The Entrepreneurial Leopard
Friday, January 28, 2022, by David A Kirby
Professor David A Kirby
Used as a title for a recent essay in this ICSB series (Dana and Salamzadeh, 2022), the idiom “A leopard cannot change its spots” is thousands of years old. It means people and things cannot change their innate nature. But this is exactly what MSMEs will need to do.
Ever since the work of Cantillon (1680-1734 ) wealth creation and the generation of profit has been a central theme of entrepreneurship and in his articulate essay on the topic Friedman (1970) argued that “The Social Responsibility of Business is to increase its profits” – to make as much money as possible. Since then, this doctrine has dominated business thinking and while the entrepreneurial pursuit of wealth has brought about change and improvement, particularly in the world’s developed economies, often it has been at the expense of people and the planet. Accordingly, despite the introduction of such new approaches as ecopreneurship, humane entrepreneurship and social enterprise, entrepreneurship has had little impact on the sustainability challenge and may, indeed, be regarded as having contributed significantly to the plight of the planet. Hence, questions have been raised about its compatibility with sustainability (Gawel, 2012) and both academics and practitioners have been actively seeking new business models to address the challenge (Schaltegger, et. al. 2016).
The problem is that the planet is a system which means it is not possible to address one element without disturbing the other connected elements – solving one problem often creates other problems elsewhere in the system. To address the sustainability challenge, therefore, requires a systemic approach to entrepreneurship that integrates or harmonises the traditional economic, eco, humane and social approaches and brings profit, people and planet into harmony. (Kirby and el-Kaffass, 2021).
While this appears to contradict Friedman’s doctrine what he actually said was that the social responsibility of business is “to make as much money as possible while conforming to the basic rules of society, both those embedded in the law and these embedded in ethical custom”. Rarely, however, has this been articulated or acted upon, yet all of the major world religions address such ethical issues.
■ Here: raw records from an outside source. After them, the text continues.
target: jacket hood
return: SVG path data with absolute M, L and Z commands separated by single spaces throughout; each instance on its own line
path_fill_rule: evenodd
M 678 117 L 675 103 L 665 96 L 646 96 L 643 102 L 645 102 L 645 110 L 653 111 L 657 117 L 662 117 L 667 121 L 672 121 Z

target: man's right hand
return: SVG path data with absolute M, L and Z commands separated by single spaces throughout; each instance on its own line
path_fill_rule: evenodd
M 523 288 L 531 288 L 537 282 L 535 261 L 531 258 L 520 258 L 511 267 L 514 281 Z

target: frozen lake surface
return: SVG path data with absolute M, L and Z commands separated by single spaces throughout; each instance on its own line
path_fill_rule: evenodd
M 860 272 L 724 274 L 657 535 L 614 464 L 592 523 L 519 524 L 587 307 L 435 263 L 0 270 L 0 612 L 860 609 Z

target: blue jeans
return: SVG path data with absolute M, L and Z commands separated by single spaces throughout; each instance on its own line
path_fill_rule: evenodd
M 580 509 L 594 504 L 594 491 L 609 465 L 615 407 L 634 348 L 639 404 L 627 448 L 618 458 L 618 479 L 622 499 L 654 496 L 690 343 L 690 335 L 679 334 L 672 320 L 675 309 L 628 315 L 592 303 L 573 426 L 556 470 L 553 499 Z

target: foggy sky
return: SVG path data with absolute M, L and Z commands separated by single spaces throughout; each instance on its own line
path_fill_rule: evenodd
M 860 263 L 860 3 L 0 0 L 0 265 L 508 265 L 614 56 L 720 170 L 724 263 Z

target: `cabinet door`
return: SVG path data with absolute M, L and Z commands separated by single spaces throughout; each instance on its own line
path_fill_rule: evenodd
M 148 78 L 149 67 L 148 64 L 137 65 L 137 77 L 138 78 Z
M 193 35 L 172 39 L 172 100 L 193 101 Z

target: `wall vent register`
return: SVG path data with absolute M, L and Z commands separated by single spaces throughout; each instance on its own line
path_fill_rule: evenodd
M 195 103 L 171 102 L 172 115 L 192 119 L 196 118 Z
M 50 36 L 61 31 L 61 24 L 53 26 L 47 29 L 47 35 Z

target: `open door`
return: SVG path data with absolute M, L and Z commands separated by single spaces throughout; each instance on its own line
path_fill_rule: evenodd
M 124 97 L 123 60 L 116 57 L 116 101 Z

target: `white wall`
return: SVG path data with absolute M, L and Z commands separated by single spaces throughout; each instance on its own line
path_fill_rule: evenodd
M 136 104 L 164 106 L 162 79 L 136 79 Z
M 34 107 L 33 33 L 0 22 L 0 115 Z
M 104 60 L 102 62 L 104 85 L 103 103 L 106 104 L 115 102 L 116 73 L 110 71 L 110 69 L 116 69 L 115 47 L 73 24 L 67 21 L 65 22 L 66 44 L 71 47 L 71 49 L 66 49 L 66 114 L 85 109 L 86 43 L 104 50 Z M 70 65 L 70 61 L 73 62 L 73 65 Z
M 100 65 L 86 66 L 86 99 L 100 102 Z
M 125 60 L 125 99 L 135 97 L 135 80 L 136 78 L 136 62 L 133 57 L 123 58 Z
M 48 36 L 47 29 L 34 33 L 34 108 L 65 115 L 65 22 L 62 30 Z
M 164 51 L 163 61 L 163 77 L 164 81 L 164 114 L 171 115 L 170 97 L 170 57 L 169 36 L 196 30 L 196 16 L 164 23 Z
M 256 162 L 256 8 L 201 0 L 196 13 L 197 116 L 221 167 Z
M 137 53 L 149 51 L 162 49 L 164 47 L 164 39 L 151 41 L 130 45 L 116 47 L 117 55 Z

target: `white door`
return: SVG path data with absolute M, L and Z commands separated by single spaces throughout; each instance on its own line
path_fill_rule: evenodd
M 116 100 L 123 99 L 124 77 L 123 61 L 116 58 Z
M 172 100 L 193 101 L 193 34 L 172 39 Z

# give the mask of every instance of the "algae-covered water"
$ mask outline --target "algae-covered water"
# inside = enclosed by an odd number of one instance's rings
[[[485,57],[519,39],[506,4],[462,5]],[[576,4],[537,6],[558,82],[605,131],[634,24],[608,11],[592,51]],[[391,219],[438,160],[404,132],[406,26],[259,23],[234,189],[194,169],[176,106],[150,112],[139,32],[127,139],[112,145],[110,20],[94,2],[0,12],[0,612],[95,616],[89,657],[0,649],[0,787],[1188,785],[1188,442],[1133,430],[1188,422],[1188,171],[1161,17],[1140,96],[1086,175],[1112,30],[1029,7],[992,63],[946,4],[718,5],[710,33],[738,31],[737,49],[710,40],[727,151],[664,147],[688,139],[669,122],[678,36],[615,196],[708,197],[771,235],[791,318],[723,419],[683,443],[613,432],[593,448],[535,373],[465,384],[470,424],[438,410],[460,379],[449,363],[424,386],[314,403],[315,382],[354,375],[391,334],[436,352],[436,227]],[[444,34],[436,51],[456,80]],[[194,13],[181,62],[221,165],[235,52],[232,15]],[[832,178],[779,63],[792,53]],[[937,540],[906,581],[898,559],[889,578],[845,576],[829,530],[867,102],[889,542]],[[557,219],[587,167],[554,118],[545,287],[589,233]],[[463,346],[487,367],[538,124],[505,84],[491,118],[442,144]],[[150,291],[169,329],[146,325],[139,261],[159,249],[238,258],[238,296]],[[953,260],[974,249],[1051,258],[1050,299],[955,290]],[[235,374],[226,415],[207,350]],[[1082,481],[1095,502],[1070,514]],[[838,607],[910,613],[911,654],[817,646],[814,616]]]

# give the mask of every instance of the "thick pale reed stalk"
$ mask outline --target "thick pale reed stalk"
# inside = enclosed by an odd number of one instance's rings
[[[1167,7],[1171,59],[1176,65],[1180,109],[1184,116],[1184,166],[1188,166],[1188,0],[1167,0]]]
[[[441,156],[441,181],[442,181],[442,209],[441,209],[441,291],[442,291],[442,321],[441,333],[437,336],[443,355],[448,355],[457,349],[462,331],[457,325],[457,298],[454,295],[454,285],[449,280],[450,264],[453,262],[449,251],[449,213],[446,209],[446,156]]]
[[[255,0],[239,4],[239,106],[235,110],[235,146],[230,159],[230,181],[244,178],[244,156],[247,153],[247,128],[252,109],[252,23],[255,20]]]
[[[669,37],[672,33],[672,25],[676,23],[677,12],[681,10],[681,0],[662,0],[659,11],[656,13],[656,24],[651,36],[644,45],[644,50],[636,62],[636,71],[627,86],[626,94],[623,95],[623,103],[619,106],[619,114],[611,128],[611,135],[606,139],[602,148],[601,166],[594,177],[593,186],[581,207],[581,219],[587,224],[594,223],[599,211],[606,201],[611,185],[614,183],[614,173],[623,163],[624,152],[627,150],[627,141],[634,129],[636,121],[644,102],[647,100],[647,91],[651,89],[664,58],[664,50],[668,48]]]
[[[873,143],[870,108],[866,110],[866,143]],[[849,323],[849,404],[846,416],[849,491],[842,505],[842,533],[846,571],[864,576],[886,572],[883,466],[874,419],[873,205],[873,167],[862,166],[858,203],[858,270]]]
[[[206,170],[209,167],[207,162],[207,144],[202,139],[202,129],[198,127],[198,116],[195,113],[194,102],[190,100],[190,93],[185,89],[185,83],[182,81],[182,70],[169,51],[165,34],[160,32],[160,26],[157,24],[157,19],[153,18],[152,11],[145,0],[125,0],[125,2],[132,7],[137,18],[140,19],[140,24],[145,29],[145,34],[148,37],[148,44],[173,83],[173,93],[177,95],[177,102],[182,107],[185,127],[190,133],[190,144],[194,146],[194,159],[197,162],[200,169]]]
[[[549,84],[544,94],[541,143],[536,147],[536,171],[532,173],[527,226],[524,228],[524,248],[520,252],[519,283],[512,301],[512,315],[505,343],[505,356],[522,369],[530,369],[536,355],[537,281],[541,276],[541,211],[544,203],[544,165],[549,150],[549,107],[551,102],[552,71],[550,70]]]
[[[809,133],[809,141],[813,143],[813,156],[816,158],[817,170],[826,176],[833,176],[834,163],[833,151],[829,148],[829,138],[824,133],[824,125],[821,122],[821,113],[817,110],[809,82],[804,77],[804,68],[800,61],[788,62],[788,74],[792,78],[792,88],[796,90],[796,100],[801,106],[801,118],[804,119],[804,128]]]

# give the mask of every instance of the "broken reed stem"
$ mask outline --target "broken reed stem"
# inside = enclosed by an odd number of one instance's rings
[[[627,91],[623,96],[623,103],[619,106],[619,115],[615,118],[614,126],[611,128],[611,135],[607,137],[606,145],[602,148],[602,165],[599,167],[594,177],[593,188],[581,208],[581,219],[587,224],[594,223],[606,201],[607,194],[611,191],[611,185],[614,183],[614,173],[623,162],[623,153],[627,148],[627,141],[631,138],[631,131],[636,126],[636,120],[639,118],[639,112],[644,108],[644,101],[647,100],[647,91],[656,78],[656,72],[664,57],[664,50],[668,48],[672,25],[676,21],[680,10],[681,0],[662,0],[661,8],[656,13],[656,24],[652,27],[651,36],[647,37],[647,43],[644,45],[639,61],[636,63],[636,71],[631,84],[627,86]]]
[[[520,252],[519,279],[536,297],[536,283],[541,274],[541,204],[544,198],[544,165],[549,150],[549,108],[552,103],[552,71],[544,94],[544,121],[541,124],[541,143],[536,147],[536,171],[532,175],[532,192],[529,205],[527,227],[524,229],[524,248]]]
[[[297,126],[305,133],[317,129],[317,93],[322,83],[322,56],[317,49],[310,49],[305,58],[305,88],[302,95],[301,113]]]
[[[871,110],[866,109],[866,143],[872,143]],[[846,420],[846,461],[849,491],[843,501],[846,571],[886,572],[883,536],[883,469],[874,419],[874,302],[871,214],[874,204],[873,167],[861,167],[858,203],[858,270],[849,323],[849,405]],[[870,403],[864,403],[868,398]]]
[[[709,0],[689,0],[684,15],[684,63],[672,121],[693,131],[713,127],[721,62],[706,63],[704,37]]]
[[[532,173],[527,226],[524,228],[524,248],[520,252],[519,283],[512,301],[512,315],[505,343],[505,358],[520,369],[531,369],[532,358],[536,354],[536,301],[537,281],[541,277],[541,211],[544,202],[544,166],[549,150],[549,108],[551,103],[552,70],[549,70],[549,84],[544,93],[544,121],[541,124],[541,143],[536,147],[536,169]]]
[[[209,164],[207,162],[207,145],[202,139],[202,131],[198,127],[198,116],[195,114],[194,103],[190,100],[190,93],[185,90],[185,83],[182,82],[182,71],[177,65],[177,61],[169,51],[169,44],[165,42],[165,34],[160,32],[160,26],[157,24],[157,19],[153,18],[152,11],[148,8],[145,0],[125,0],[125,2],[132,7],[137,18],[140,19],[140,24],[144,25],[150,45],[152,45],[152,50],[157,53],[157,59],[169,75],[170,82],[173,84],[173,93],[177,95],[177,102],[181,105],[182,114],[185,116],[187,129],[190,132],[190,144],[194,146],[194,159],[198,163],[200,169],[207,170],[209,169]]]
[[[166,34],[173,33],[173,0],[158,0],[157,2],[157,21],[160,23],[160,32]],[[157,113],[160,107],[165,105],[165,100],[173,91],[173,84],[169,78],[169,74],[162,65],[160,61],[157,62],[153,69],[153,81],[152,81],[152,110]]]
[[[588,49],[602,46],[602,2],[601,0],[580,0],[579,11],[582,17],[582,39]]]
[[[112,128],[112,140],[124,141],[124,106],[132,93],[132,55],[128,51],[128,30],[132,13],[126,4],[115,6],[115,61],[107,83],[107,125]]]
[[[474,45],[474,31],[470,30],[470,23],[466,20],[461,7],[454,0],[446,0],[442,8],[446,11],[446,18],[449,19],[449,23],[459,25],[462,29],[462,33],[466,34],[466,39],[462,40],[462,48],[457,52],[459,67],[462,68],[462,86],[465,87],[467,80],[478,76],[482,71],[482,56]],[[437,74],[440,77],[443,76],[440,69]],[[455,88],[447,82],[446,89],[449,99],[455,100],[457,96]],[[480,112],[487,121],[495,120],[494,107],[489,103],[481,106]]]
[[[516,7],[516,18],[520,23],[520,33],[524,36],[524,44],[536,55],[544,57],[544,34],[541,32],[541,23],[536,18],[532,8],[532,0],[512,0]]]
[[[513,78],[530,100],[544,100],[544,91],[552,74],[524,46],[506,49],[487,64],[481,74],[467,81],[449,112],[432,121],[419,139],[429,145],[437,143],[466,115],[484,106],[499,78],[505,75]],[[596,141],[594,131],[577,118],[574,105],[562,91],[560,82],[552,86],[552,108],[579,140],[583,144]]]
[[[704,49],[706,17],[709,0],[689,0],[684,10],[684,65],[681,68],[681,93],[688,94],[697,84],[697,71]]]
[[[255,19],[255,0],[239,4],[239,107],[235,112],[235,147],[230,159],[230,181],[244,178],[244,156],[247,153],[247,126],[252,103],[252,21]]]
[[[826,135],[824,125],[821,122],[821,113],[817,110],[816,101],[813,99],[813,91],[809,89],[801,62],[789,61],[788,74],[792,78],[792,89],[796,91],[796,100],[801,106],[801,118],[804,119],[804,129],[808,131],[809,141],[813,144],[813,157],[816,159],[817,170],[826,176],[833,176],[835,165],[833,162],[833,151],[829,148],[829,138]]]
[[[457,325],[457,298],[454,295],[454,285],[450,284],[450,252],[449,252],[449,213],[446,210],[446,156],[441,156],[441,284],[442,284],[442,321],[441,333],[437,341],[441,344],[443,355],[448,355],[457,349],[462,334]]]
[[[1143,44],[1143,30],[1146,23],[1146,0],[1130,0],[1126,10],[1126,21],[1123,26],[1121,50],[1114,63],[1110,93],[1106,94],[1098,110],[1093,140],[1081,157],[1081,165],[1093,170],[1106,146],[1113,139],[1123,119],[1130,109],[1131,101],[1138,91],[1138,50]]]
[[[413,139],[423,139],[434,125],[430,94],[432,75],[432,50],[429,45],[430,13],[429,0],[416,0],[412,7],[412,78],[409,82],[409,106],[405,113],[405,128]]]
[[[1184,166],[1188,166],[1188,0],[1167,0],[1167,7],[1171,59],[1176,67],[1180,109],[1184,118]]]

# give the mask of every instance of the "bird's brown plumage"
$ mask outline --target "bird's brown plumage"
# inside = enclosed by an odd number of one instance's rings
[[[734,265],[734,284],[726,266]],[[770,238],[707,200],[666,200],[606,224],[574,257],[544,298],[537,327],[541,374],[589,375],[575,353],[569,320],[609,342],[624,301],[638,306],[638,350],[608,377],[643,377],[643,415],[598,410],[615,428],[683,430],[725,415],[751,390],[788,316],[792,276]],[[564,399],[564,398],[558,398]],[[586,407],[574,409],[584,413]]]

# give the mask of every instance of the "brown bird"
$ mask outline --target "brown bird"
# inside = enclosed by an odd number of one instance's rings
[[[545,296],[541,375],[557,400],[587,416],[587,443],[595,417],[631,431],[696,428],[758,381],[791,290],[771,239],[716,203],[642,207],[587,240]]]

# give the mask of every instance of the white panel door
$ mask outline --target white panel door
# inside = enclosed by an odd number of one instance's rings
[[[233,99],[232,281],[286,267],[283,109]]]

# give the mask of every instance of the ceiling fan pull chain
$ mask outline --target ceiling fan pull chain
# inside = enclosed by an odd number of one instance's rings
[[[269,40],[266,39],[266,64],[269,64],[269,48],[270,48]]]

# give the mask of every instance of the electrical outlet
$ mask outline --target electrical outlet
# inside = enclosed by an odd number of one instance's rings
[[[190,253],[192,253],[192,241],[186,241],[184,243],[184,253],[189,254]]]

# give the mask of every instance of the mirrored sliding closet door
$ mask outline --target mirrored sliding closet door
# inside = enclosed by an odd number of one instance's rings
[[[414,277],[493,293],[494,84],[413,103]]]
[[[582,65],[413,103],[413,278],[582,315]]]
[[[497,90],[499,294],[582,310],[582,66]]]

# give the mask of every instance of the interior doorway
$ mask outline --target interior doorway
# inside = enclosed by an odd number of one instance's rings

Indeed in Islam, for example, the Quran explains explicitly how ethical business should be conducted while the Prophet MOHAMED pronounced that “The world is green and verdant and verily God, the exalted, has made you the stewards of it”.
To save the planet MSMEs will need to change. Profit and shareholder satisfaction will no longer be the primary objective. Rather a more blended, systemic approach that harmonises profit, people and planet is needed. The entrepreneurial leopard needs to change its spots!
Dana, L-P and Salamzadeh, A., (2022), A leopard never changes its spots! ICSB Entrepreneurship around the globe. 23 January. (email@example.com)
Friedman, M., (1970) The Social and Ethical Responsibility of Business is to increase its profits. New York Times. September 13. 122-126
Gawel, A. (2012). Entrepreneurship and sustainability: do they have anything in common? Poznan University of Economics Review. 12 (1) 5-16.
Kirby, D.A. and El-Kaffass, I., (2021), Harmonious Entrepreneurship – a new approach to the challenges of global sustainability. The World Journal of Entrepreneurship, Management and Sustainable Development. .17(4), 846-855. First online 12th July.(https://doi.org/10.1108/WJEMSD-09-2020-0126).
Schaltegger, S., Hansen, E.G., & Ludeke-Freund, F. (2016). Business Models for Sustainability: Origins, Present Research and Future Avenues. Organization & Environment. 29 (1) 3-10.